Reputation: 184
I am trying to read a CSV using pd.read_csv
, but I get an error:
UnicodeDecodeError Traceback (most recent call last) pandas_libs\parsers.pyx in pandas._libs.parsers.TextReader._convert_tokens()
pandas_libs\parsers.pyx in pandas._libs.parsers.TextReader._convert_with_dtype()
pandas_libs\parsers.pyx in pandas._libs.parsers.TextReader._string_convert()
pandas_libs\parsers.pyx in pandas._libs.parsers._string_box_utf8()

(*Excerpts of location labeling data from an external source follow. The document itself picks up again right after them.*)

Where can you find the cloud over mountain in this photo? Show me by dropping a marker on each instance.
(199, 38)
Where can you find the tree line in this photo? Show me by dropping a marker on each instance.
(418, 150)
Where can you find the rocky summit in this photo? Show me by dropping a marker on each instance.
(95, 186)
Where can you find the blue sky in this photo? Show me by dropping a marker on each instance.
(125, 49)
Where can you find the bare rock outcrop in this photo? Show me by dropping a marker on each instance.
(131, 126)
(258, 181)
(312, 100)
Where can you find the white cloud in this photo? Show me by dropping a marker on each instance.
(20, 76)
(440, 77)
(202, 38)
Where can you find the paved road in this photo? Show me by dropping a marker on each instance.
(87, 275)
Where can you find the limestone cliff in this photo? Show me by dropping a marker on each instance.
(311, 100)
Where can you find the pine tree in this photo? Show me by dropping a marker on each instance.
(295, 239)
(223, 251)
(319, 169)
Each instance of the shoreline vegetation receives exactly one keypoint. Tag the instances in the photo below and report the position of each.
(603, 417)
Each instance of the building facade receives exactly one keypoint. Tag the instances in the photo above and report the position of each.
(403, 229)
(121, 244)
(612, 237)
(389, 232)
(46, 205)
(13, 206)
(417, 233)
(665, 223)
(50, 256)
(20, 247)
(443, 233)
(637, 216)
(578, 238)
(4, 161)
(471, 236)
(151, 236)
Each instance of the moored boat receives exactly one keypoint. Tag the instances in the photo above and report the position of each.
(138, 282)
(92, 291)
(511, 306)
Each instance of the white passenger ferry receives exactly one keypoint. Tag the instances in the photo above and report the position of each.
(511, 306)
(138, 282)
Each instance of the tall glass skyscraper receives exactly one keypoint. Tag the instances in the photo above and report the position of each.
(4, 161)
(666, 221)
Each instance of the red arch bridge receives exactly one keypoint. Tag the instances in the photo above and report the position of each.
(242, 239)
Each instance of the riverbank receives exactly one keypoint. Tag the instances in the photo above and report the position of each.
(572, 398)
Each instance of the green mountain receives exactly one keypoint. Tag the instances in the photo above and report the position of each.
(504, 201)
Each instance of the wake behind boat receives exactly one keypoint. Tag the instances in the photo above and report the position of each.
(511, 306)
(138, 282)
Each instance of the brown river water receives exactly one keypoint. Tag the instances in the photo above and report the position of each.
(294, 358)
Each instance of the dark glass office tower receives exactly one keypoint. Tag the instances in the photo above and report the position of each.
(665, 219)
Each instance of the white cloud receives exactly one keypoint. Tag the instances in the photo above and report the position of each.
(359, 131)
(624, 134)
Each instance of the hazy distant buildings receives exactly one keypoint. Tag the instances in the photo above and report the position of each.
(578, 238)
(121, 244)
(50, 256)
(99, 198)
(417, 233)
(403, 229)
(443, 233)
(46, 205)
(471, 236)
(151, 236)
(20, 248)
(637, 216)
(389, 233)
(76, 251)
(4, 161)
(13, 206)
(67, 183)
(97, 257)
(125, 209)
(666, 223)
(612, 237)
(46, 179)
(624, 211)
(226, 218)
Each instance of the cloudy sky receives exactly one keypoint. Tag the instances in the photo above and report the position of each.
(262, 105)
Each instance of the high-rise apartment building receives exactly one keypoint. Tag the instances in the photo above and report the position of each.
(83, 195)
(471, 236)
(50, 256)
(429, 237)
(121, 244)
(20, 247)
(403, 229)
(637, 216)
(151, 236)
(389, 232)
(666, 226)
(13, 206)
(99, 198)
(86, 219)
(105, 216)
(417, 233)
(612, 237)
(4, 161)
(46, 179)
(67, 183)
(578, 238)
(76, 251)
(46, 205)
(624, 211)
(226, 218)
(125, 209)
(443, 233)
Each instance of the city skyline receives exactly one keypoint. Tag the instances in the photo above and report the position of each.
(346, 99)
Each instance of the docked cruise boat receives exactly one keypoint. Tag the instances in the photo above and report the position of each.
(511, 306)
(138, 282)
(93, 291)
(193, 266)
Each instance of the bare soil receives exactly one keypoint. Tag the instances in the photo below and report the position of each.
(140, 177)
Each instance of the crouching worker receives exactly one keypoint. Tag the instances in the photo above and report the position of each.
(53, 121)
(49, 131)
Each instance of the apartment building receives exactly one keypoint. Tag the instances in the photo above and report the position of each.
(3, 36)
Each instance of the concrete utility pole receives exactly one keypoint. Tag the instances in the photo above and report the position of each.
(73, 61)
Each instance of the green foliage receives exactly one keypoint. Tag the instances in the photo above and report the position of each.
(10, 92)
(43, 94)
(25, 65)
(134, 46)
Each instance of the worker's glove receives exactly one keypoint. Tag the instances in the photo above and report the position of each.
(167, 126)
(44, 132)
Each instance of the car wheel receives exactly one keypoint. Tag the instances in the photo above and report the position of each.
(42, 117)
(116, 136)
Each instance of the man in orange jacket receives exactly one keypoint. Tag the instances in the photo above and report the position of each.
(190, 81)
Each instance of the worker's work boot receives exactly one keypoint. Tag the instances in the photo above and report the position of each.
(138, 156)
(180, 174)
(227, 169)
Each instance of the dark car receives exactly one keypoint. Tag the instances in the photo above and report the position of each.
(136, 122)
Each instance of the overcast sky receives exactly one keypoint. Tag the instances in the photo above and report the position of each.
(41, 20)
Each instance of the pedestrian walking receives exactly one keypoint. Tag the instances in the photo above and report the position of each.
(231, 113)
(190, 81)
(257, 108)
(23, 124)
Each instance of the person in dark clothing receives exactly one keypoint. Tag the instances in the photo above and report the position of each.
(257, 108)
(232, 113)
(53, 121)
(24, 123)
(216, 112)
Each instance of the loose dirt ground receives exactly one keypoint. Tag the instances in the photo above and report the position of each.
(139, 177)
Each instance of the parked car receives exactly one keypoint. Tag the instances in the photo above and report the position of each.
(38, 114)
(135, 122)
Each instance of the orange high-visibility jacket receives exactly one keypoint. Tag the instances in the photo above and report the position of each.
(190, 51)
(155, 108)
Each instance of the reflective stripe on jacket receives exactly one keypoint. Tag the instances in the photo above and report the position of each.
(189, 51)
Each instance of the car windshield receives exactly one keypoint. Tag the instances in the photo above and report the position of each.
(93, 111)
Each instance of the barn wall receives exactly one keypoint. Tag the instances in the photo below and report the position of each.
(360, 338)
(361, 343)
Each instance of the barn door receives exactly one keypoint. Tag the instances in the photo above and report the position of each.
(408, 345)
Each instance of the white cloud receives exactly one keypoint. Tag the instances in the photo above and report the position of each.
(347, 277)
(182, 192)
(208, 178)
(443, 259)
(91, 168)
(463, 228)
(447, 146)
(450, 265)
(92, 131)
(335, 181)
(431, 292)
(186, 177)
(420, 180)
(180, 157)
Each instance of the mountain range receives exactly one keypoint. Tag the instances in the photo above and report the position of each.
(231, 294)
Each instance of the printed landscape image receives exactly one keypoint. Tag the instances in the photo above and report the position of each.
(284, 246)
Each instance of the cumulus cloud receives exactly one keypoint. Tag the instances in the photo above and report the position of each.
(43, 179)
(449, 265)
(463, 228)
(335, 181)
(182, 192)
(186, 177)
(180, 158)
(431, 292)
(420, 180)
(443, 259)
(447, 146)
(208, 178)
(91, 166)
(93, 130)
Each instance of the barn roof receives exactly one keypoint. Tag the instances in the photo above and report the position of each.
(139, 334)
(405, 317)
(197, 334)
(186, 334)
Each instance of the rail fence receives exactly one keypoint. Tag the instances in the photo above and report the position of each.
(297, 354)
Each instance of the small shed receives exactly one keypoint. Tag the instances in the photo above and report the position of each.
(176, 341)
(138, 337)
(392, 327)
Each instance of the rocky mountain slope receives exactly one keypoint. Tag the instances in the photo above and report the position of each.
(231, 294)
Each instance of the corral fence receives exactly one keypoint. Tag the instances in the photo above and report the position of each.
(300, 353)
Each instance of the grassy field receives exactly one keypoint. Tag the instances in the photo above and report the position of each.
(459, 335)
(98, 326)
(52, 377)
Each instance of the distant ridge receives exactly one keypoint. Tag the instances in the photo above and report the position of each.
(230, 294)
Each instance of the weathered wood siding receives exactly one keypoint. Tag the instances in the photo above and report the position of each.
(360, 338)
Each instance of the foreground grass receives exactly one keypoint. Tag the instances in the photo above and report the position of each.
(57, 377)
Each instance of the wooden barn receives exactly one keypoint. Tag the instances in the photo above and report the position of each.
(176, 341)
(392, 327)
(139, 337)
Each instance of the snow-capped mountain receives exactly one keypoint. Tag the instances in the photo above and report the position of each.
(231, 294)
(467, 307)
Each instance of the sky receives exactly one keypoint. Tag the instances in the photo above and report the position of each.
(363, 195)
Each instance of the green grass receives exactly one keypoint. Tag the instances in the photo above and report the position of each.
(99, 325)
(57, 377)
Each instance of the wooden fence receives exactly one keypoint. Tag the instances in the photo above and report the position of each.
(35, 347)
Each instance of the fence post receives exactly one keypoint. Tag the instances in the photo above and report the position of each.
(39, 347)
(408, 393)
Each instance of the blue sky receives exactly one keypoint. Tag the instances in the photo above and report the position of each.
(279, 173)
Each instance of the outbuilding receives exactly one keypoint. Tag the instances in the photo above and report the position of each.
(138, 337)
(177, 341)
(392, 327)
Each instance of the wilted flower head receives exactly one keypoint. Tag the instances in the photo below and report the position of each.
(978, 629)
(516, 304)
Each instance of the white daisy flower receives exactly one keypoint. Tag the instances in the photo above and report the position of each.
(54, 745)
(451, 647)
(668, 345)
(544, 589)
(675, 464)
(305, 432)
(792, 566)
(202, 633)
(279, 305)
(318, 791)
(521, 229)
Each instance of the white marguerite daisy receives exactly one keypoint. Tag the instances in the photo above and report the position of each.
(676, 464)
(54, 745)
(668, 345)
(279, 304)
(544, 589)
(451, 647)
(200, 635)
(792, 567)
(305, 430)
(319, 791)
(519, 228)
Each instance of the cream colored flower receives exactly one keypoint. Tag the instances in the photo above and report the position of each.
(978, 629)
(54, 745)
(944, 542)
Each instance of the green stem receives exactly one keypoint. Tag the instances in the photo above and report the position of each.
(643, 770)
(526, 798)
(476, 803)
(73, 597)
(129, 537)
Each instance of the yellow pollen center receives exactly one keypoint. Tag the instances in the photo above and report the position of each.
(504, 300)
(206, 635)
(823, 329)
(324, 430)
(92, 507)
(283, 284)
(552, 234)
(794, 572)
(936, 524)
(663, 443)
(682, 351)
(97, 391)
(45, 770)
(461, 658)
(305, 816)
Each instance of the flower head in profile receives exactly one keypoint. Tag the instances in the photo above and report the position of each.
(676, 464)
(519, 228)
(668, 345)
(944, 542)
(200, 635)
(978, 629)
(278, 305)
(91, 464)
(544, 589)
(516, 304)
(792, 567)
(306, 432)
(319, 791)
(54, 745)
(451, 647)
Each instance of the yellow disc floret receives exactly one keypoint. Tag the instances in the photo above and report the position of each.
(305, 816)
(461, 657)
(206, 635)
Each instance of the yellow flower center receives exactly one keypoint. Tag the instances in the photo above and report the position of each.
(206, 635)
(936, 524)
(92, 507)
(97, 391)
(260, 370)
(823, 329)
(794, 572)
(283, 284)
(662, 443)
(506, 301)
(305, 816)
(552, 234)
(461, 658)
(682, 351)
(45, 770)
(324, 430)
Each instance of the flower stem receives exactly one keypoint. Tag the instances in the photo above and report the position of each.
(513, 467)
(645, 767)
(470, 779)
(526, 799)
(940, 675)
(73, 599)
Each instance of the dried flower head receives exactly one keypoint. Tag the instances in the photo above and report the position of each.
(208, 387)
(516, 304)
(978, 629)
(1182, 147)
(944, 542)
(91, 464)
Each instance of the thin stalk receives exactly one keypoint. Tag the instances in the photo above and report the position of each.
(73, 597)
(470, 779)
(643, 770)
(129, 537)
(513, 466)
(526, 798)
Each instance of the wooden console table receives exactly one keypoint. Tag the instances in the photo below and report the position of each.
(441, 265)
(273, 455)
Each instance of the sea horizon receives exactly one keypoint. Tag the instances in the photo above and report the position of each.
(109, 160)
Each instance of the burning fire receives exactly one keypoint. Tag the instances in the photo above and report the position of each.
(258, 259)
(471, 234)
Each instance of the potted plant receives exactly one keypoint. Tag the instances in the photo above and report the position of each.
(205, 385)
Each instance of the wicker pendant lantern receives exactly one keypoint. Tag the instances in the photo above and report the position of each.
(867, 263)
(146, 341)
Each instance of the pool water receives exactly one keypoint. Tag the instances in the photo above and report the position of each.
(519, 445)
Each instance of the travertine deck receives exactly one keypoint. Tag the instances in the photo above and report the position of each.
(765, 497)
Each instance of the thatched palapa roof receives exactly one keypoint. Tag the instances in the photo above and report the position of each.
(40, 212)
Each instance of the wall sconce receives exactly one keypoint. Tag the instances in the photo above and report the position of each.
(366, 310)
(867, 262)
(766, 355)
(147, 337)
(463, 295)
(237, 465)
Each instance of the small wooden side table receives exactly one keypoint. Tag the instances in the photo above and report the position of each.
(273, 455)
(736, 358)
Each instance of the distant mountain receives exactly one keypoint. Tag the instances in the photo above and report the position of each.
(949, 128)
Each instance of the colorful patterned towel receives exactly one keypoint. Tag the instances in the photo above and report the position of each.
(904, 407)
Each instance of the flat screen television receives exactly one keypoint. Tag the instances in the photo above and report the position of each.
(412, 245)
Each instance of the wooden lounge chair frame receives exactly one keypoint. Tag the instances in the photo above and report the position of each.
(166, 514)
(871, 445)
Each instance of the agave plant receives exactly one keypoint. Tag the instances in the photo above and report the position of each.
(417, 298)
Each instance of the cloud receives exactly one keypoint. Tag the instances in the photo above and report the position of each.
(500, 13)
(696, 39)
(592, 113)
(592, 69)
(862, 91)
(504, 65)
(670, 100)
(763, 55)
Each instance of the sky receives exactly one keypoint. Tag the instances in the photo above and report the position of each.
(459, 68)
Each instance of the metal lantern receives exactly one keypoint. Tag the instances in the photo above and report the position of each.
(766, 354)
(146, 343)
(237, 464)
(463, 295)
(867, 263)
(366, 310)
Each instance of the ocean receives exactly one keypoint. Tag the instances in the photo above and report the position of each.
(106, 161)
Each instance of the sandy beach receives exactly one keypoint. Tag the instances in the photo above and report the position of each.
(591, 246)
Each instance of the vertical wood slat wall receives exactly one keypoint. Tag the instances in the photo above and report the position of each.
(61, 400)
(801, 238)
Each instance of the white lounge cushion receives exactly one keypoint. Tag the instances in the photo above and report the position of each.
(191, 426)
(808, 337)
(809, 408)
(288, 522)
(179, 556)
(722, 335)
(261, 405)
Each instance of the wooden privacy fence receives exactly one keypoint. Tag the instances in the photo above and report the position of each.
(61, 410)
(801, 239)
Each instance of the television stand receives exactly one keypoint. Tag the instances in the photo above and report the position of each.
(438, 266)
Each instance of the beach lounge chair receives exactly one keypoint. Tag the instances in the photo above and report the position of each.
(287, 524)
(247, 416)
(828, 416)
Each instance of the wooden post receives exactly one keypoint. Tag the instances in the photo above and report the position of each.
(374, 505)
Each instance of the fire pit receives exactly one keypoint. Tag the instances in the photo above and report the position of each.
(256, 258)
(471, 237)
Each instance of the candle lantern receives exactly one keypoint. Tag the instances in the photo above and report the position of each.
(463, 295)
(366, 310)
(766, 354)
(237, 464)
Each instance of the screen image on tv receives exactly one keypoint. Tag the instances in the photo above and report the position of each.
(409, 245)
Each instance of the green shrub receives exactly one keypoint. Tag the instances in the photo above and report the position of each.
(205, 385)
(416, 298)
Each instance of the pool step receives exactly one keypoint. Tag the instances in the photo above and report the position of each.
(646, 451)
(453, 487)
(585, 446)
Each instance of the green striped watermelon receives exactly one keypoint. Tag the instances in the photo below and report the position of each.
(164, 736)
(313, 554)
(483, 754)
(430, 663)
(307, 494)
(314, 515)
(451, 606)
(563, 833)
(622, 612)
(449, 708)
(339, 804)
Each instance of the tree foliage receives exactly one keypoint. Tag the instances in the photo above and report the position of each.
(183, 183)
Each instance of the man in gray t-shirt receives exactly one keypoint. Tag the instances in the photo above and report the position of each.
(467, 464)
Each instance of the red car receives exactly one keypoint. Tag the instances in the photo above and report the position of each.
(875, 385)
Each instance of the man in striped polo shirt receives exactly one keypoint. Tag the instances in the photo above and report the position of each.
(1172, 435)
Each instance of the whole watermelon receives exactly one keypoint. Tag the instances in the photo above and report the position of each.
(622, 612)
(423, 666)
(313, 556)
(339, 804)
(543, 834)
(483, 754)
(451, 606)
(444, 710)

UnicodeDecodeError: 'utf-8' codec can't decode byte 0xa0 in position 8: invalid start byte
During handling of the above exception, another exception occurred:
UnicodeDecodeError
Traceback (most recent call last) ipython-input-84-c0272ccf19e6 in module
Sample of my data:
Time,Type,Instrument,Product,Qty.,Avg. price,Status
3/27/2019 13:46,BUY,MFSL,MIS,1600,115.25,COMPLETE
3/27/2019 13:46,BUY,MFSL,MIS,500,115.3,COMPLETE
i have already tried checking if there is an invalid character (using Notepad++). "Show all characters"
I couldn't find any difference when comparing this file with a similar one that could be loaded. Just Need help Troubleshooting the above, If someone can point me in the right direction.
Upvotes: 0
Views: 1920
Reputation: 2539
The data you posted works fine for me, but it's several degrees removed from your source. Specifying an encoding when opening the file may fix the problem. You can do this a couple of ways: use the codecs package to open the file and let that decide the encoding, or specify the encoding in csv_read()
import codecs
doc = codecs.open('document','rU','UTF-16') #open for reading with "universal" type set
df = pandas.read_csv(doc, sep=',')
You also might want to sanitize your column names, as spaces and decimals can cause problems in referencing.
df.columns = df.columns.str.strip().str.lower().str.replace(' ', '_').str.replace('(', '').str.replace(')', '').str.replace('.', '')
Upvotes: 1